Bakers Journal

WHO report says ultra-processed foods lead to significant number of deaths in Europe

June 12, 2024
By Bakers Journal

Geneva – A new report by the World Health Organization links processed foods, alcohol, tobacco and fossil fuel on non-communicable diseases in the WHO European Region.

“Commercial Determinants of Noncommunicable Diseases in the WHO European Region” indicates nearly 7,500 deaths per day in the region are attributed to commercial determinants, such as tobacco, alcohol, processed food, fossil fuels and occupational practices. These commercial products and practices contribute to 25 per cent of all deaths in the region.

The estimated annual number of deaths attributed to processed foods and commercial practices in the WHO European Region in 2021 is as follows:

  • diet high in processed meat – 117,290 (1.06 per cent)
  • diet high in sodium – 252,187 (2.27 per cent)
  • diet high in sugar-sweetened beverages – 15,606 (0.14 per cent)
  • diet high in trans fatty acids – 6 056 (0.05 per cent)

The report’s chapters systematically explore various facets of how commercial interests exacerbate non-communicable diseases and key strategies used by commercial actors to negatively influence NCD-related policies at the national and international level.

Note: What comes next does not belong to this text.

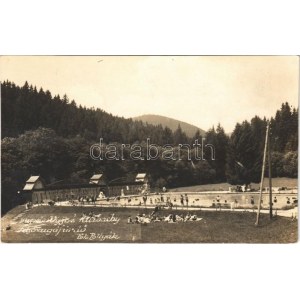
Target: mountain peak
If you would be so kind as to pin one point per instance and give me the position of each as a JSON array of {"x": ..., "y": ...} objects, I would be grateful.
[{"x": 189, "y": 129}]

It also provides selected case studies to illustrate key strategies and outcomes of industry influence on health policies.

This report aims to address this through supporting and mobilizing the policy stakeholders to identify, prevent and mitigate commercial industry influence on NCD-related policies.

It calls for urgent and co-ordinated action to address the commercial determinants of non-communicable diseases. It advocates for building coalitions based on the values of equity, sustainability and resilience. Public health actors are urged to develop competencies in economic and legal frameworks, enforce transparency and manage conflicts of interest effectively.

The WHO underscores the need for robust financial reforms and strict regulation to curb industry power and protect public health and says that, by implementing these strategies, Europe can accelerate progress towards global non-communicable diseases targets and Sustainable Development Goals by 2030.